Oil prices slipped below $71 a barrel on Monday, as the dollar's strength and worries about high oil inventories helped counter earlier gains on the back of rising Asian stocks amid hopes for an economic recovery.

Despite losing ground against the yen, the greenback held most of its gains against a basket of currencies after its jump of more than 1 percent on Friday. Japan's Nikkei <.N225> closed up 1.1 percent, tracking Friday's Wall Street gains.

U.S. crude fell 31 cents to $70.62 a barrel by 2:54 a.m. EDT, retracing earlier losses. London Brent crude fell 29 cents to $73.30 a barrel.

Prices rose more than 2 percent last week amid generally upbeat earnings and economic indicators that raised hopes of higher fuel demand, touching a five-week high on Friday. But they closed the day down more than $1, the biggest decline since July 29, after the dollar's unexpected surge on positive jobs data.

U.S. employers cut 247,000 jobs in July, far fewer than expected and the least in any month since last August, according to a government report.

The U.S. payrolls data would have been supportive for crude, but investors are now focusing on the strength in the U.S. dollar, said David Moore, a commodities analyst at the Commonwealth Bank of Australia.

While we'll probably see another bunch of positive Chinese data over the next few days, the story remains that oil supplies are quite ample at the moment and that could be a key downside risk for oil prices in the near-term.

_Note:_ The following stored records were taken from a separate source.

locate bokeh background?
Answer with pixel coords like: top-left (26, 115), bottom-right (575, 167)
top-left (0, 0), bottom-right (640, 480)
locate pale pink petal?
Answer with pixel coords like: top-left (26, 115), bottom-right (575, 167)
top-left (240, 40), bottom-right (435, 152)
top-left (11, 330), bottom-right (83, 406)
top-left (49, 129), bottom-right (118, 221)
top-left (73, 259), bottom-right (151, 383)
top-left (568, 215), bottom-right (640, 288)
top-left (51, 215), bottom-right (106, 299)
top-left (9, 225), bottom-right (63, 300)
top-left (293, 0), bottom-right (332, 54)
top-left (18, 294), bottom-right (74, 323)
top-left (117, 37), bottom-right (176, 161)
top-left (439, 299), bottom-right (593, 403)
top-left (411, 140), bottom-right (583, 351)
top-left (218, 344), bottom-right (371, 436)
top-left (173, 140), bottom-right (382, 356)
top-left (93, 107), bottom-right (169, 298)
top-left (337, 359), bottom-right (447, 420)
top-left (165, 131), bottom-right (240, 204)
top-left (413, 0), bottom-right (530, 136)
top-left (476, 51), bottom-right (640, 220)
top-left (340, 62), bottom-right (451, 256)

The dollar lost ground to the yen on Monday as Japanese exporters and short-term speculators took advantage of its jump the previous session on U.S. jobs data. The U.S. dollar index <.DXY> dipped 0.2 percent.

Oil prices are not bad at current levels for the Organization of Petroleum Exporting Countries (OPEC), the head of the group said on Sunday, reinforcing expectations that the cartel was unlikely to cut output at a meeting next month.


With little in the way of fresh data due on Monday, traders will be focusing this week on Tuesday's raft of Chinese oil import and production figures, which could show a new record high for crude imports as refiners ramp up, as well as global oil demand revisions from the three main official energy bodies.

U.S. crude oil inventories could also extend their recent rise as refiners shut for maintenance, some analysts warned.

More gains in U.S. stocks -- particularly in the mid-continent area -- may keep pressure on the unusually wide premium on the European Brent crude oil contract over the U.S. grade, which has hovered around minus $3 since late July, the widest since two unprecedented declines in January and February.

But other analysts saw the trend reversing soon. The spread dipped about 11 cents to -$2.73 a barrel on Monday.

We believe the dislocation between WTI and Brent that has been driven by a rapid build in Cushing is not sustainable as we expect rising runs and a shut arb to correct the imbalances, Goldman Sachs said in a report. We expect refinery runs to pick up in the coming weeks owing to improved....margins and to unplanned outages in refineries in the area coming to an end.

The number of crude oil speculators betting on further gains in New York Mercantile Exchange crude oil prices jumped in the week to August 4, with net length rising from under 5,000 lots to over 34,000 lots, regulatory data showed.